Ia menjelaskan, program tersebut juga bertujuan menumbuhkan peran aktif masyarakat dalam pengawasan pembangunan dan penyelenggaraan pemerintahan desa, sehingga pencegahan korupsi tidak hanya dilakukan oleh aparatur, tetapi juga melibatkan publik.

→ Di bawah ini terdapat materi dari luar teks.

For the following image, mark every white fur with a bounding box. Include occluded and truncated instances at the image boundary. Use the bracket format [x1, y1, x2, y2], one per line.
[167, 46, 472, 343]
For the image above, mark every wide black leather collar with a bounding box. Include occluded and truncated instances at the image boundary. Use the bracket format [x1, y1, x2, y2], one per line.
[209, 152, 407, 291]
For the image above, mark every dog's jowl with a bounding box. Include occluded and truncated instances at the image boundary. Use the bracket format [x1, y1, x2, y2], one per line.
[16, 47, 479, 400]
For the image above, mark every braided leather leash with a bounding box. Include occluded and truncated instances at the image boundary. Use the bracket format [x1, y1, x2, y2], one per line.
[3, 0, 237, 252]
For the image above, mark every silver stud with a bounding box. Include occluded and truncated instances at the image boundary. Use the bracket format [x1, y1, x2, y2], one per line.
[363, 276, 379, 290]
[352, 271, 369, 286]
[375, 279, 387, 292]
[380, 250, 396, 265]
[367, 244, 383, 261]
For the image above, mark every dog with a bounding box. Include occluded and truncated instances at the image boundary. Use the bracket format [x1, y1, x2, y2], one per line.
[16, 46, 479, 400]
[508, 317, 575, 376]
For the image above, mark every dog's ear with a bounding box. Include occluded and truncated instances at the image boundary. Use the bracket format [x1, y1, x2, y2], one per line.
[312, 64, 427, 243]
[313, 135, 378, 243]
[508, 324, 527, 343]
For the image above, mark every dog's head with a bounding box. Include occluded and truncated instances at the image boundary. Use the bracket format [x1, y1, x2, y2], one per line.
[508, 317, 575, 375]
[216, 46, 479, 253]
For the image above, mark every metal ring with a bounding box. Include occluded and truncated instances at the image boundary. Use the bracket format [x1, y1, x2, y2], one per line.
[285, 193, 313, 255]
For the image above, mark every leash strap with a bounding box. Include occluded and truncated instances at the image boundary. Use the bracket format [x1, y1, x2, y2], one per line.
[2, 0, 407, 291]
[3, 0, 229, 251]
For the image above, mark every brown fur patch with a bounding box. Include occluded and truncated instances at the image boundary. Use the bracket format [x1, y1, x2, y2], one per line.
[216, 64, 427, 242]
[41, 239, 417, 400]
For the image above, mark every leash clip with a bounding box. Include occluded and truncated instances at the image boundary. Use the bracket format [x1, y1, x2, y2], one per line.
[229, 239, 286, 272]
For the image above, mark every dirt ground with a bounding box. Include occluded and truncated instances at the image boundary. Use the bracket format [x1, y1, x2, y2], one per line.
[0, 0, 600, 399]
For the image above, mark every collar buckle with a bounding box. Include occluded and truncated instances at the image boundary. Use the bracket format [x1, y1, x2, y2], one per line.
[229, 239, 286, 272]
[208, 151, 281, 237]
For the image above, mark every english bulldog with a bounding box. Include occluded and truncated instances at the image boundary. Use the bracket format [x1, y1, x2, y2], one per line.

Dalam pelaksanaannya, tim telah melalui sejumlah tahapan, mulai dari koordinasi dan sosialisasi kepada pemerintah kabupaten, pendampingan serta pembinaan desa sasaran, hingga penilaian indikator antikorupsi yang mencakup tata kelola pemerintahan desa, pengelolaan keuangan, pelayanan publik, dan partisipasi masyarakat.

“Berdasarkan hasil penilaian tersebut, terdapat tujuh desa yang memenuhi kriteria dengan nilai istimewa dan ditetapkan sebagai desa percontohan antikorupsi Provinsi Riau Tahun 2025,” ujar Syahrial Abdi di Gedung Daerah Pauh Janggi, Pekanbaru, Senin (26/1/2026).

Sebagai bentuk apresiasi, desa-desa tersebut diberikan penghargaan atas komitmen dan konsistensinya dalam menerapkan nilai-nilai antikorupsi. Pemprov Riau berharap capaian ini dapat menjadi contoh dan penggerak bagi desa-desa lainnya.

Adapun tujuh desa percontohan antikorupsi Provinsi Riau 2025 yakni Desa Pangkalan Jambi (Bengkalis), Desa Pasir Luhur (Rokan Hulu), Desa Salo (Kampar), Desa Insit (Kepulauan Meranti), Desa Kelawat (Indragiri Hulu), Desa Beringin Makmur (Pelalawan), dan Desa Sungai Intan (Indragiri Hilir).